Nach dem Ende des Krieges und den Bestimmungen des Versailler Vertrages mussten die in Frankreich demontierten Hallen und Maschinen zum Teil wieder zurückgegeben werden. Krananlagen wurden abgebaut, ebenso das aus Baume-Marpent bezogene Walzwerk sowie ein 10t-Hammer. Nach Verhandlungen konnten dagegen die Gießgrubeneinrichtungen sowie die bereits aufgebauten Hallen in Hennigsdorf verbleiben. Dafür wurden von der Firma Krupp neue Hallen nach Denain geliefert. Ende Mai 1919 hatte das Werk 673 Beschäftigte. (Pflüger 2012, 15f.)

Aufgrund der wirtschaftlichen Schwierigkeiten in den Folgejahren kam die „AEG“ zu dem Schluss, das Stahlwerk auszugliedern und in eine eigene Aktiengesellschaft zu verwandeln. Enge Beziehungen zur „Linke-Hofmann-Werke AG Breslau“ sowie der „AG Lauchhammer“ führten 1921 gemeinsam zur Gründung der „Stahl- und Walzwerk Hennigsdorf AG“. Ziel war vorrangig die Herstellung von Stahlgussstücken und Lokomotiv-Radsätzen. Die bedeutete auch eine Kapazitätserweiterung des Hennigsdorfer Werkes. Dafür notwendige Fachkräfte und Arbeiter sollten aus den Linke-Hofmann-Werken sowie dem Lauchhammerwerk kommen. (Pflüger 2012, 17.)

Im Jahr 1923 bestand das Stahl- und Walzwerk im Wesentlichen aus folgenden Produktionseinrichtungen: dem Stahlwerk (drei Siemens-Martin-Öfen - ein vierter ging 1924 in Betrieb, 197 Mann Belegschaft, ca. 4.000 Tonnen Stahl im Monat), der Stahlgießerei (175 Mann Belegschaft, ca. 700 Tonnen im Monat), dem Presswerk (ca. 300 Tonnen im Monat, 47 Mann Belegschaft), der Radsatzfabrik (ca. 25 Lok- und 100 Waggon-Radsätze im Monat, 204 Mann Belegschaft), einer Bearbeitungswerkstatt (ca. 600 Tonnen im Monat, 61 Mann Belegschaft) den Reparaturwerkstätten ( (153 Mann Belegschaft), dem Kraftwerk (bestehend aus Kessel- und Maschinenhaus) sowie dem Eisenbahnbetrieb. (Pflüger 2012, 19) (Abb. 2)

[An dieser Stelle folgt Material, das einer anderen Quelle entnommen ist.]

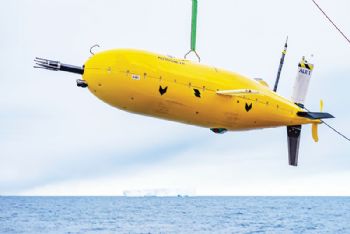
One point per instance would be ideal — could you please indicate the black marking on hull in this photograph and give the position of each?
(248, 107)
(197, 93)
(162, 91)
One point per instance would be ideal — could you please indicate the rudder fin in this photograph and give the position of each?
(293, 136)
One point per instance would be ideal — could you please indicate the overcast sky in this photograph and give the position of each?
(58, 139)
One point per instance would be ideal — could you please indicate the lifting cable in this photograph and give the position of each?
(329, 19)
(340, 31)
(194, 30)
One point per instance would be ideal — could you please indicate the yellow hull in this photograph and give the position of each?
(183, 91)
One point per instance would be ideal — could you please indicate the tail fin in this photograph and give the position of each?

Das Stahlwerk verarbeitete vor allem Schrott, den es von der Deutschen Schrott-Vereinigung GmbH und aus dem Entfall der anderen AEG-Fabriken in Hennigsdorf erhielt.

Während das Presswerk 1925 stillgelegt und die Radsatzfabrik im selben Jahr verpachtet wurden, begann ab 1924 der Aufbau eines Platinen und Feineisenwalzwerkes. Mit diesem bereits 1916 angedachten Betriebsteil sollte der enorme Blechbedarf jener Zeit gedeckt werden. (Pflüger 2012, 19)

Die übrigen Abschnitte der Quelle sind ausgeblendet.